Déjà, la mission confiée à Bernard Tricot avait pour but d'améliorer la qualité des bâtiments publics, qui doivent, bien sûr, donner l'exemple. Deux ans après, les travaux très consciencieux de la mission où sont représentées toutes les administrations, les plus lucides comme les plus fautives, semblent piétiner un peu dans les rapports trop polis et les réformes trop sages. On a supprimé autoritairement les modèles, cette pseudo-architecture en prêt-à-porter qui répand, d'une région à l'autre, dans les villages et les grandes villes, des bâtiments stéréotypés.

Mais des administrations têtues, comme les Télécommunications ou la Santé par exemple, ont obtenu des sursis, sous prétexte d'urgence ou de haute technicité. On remarque par ailleurs que les ministères les plus dociles et les plus ouverts au changement sont ceux qui sont sortis des périodes de grande hâte.

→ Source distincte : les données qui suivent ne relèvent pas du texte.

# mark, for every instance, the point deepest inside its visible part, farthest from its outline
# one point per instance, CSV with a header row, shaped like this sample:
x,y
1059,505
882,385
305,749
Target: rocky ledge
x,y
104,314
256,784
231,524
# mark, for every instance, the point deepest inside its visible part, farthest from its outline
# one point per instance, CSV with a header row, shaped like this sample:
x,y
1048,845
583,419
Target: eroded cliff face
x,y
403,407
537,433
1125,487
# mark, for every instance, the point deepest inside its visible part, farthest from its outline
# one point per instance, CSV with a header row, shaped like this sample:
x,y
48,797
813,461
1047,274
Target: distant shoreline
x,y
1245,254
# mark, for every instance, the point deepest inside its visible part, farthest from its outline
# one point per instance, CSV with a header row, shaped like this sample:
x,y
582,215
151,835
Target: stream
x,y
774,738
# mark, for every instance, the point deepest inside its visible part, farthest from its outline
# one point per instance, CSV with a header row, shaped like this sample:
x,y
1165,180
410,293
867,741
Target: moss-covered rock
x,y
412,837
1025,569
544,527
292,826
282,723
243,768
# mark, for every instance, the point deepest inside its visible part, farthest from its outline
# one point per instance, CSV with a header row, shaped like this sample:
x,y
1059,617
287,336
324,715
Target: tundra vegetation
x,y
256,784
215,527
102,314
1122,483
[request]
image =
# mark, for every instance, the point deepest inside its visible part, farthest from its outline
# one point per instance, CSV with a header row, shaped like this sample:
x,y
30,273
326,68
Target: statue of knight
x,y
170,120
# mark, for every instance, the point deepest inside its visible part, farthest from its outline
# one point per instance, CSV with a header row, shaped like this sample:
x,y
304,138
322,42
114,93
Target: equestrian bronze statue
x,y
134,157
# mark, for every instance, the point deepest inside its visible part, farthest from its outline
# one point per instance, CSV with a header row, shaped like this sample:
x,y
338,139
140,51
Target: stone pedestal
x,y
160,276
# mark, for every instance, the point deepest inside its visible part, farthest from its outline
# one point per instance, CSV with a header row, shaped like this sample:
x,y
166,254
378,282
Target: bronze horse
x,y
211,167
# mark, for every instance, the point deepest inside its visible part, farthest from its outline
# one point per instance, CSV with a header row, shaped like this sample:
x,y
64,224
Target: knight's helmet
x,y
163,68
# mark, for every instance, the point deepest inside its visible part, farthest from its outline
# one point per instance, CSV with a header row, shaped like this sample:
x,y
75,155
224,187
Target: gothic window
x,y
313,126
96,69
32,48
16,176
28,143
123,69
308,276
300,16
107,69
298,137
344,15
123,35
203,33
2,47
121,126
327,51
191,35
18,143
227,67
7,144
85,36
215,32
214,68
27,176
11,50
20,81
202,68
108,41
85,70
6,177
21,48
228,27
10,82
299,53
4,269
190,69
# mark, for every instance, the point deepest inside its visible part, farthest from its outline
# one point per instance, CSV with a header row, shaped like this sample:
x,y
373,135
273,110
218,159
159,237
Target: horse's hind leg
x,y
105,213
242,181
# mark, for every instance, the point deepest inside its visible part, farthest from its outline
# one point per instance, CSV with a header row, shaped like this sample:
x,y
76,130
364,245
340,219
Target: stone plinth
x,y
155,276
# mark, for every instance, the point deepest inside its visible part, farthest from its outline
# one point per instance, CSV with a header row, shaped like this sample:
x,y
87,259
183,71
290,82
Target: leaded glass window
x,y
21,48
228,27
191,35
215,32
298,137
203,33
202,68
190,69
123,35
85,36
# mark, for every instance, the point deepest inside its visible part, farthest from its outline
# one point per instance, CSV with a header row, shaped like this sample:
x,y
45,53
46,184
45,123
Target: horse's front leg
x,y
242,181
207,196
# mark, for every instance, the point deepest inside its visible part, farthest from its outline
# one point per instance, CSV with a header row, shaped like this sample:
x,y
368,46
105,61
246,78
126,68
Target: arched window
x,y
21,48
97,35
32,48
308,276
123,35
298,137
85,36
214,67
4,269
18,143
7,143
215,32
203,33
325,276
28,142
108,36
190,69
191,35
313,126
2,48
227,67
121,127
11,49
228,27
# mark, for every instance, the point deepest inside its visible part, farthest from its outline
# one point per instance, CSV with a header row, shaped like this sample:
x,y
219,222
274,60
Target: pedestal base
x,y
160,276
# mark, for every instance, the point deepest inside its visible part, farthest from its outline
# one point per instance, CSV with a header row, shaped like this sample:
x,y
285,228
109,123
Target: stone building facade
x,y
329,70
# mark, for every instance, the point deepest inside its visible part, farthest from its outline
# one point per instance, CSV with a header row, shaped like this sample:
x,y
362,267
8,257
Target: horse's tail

Comme on ne construit plus aujourd'hui un CES par jour, on prend le temps, au ministère de l'Éducation par exemple, de réfléchir à l'architecture, de remplacer les modèles condamnés par des « systèmes constructifs » et de faire plus souvent intervenir les architectes sur le terrain.

Protecteur

Comme son prédécesseur cultivait l'art moderne dans son jardin particulier, le président de la République a voulu se faire premier écologiste de France, ami de l'architecture et protecteur d'un nouveau style français, qui reste à définir.

En vrai libéral — et un rien embarrassé, il faut le dire —, le président n'a évidemment donné aucune directive, défini aucune tendance. Ses conseillers veillent à ouvrir aux nouveaux talents, français exclusivement, les concours et les compétitions diverses ; le siège de la SNCF, le nouveau musée des sciences de la Villette, celui du xixe siècle à la gare d'Orsay...

Du souci de la mesure et de l'élégance, vertus françaises, du goût général pour le passé bien tempéré, des prudences d'une génération marquée par l'échec des utopies, va naître un style nouveau et familier à la fois, souvent redondant de passéisme, parfois subtilement inventif, un style sous influences. Comme si un ordinateur avait pu intégrer les données inconciliables de l'art et de la politique, du goût commun et de l'esthétisme avancé.

On peut déjà contempler les premières pousses de ces plantes de serre, garanties dans l'air confiné des commissions des sites.

Illusion

La province a ses spécialités. Un vaste inventaire disparate était présenté dans une exposition au Grand Palais intitulée Construire en quartier ancien. À Auxerre, à Angers, à Chambéry, à Lyon, les architectes ont mis au point des recettes locales qui font illusion. À Strasbourg, un promoteur astucieux a trouvé, sur le quai Finkwiller, le moyen de concilier régionalisme et rentabilité : les fortes pentes des toitures alsaciennes permettent de loger de nombreux studios dans les combles. Les façades se teintent de couleurs tendres à Colmar et à Angers, violentes à Auxerre ou à Annecy. On retrouve sur les toits l'ardoise dans l'Ouest, la tuile plate ou romaine dans le Sud.

Même les constructeurs de maisons individuelles ont régionalisé leurs catalogues et rivalisent à coup de tourelles et de pierres apparentes. La Bretagne, pionnière dans le respect des traditions, n'est plus qu'une mer d'ardoise sur crépi blanc. Parfois, comme pour cette banque de Quimper, on remarque un effort louable de recherche qui concilie modernité raisonnable et tradition locale. Les villages de vacances et l'architecture de loisir ne sont pas en reste. On inaugure, en janvier, à Chamonix, un Port-Grimaud des neiges : des studios et des deux-pièces à grande contenance pour les skieurs ont été aménagés dans un ensemble d'immeubles faussement divisé en maisons particulières. D'une façade à sa voisine, les dessins, les gammes de couleurs acidulées varient, offrant un aimable patchwork soigneusement étudié par l'architecte Gérard Bauer.

Théoricien du kitsch, apôtre du retour au goût sinon vulgaire, du moins commun, Gérard Bauer affecte une grande admiration pour les « inspirés du bord des routes », les créateurs du dimanche et les artistes des Sam'suffit. Pour Chamonix, il a préparé sa palette par une enquête dans les pays voisins, inventoriant l'architecture et la décoration des cités alpines. Le résultat est très gai. Un folklore de qualité... qui vieillira bien.

Pasticher

Le goût de l'ancien est si fort, il aplanit tant de difficultés, rassure les édiles et les associations de défense, soulage les commissions des sites et décourage les critiques, qu'on n'ose s'en écarter et que bientôt on ne distinguera plus la copie de l'authentique.